Pellegrini viewed his yard not as something to be turned into green turf, or cemented over for additional parking space, but as fertile land that could be used to feed his family. He turned twenty-five hundred square feet of spce into a vegetable garden. In addition to a ffifty artichoke plants and a fifty-foot row of raspberries, he also had:
"sixteen blueberry bushes, three peach trees, a plum, an apple, a fig, and a pear. There are also about a hundred strawberry plants. ...The fruit trees and berry bushes provide thefamily with fruit for the year. What is not eaten in season is frozen or otherwise preserved for the winter. We can also give an occasional basket to our good friends."
He also has herbs, flowers and decorative shrubs, and two thousand square feet of lawn for his children to play on.
Fortunately for Pellegrini, he lived in a Seattle suburb. While Seattle has gentrified considerably since the early 1990's, there were still many ungentrified neighborhoods prior to the twenty-first century. My neighbors in Ballard, for example, had moved to the US from Finland and regularly used the smokehouse they build in their backyard. My neighbors in Queen Anne were horticulturalists who grew drought-resistant plants in their yard and fennel for their rabbits. The only plants the city cracked down on were marijuana and opium poppies.

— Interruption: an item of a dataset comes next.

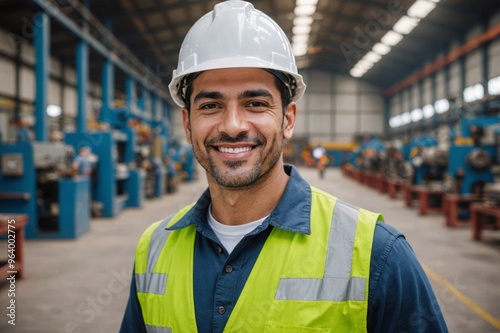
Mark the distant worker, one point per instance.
(321, 158)
(262, 250)
(84, 162)
(23, 132)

Cities in the rest of the country were less flexible. By the mid-1980's, most of my neighbors on Long Island had gardeners, regularly spread chemicals on their lawns, and confined their shrubbery to evergreens pruned in the shape of corkscrews. They would not have welcomed a neighbor who ploughed up his lawn to plant messy fruit trees and plebian vegetables. My parents had a huge apple tree in their yard, but we never ate the apples. Pellegrini would have turned them into apple sauce and pies.
While there is a new move towards urban farms, particularly in NYC and Detroit, there are also areas where farming is not popular with the neighbors. Fruit trees attract messy birds and rodents. Gardens fallow in winter look like big plots of mud. Rabbits kept in hutches to fatten them before eating would prompt a call to Animal Control. In fact, NYC actually had to amend its zoning law becuase people were completely paving over their front yards to create parking spots, and the resultant runoff was flooding streets and houses.
Pellegrini's other book, such as the Food Lover's Garden, emphasize the joys of growing your own produce and eating homegrown food. He thinks this helps him to lead a balanced life of both the head and the body, as well as an aesthetically pleasing one. He and his fellow Italian immigrants already know the benefits or exercise, a physical connection to the earth, and a healthy diet.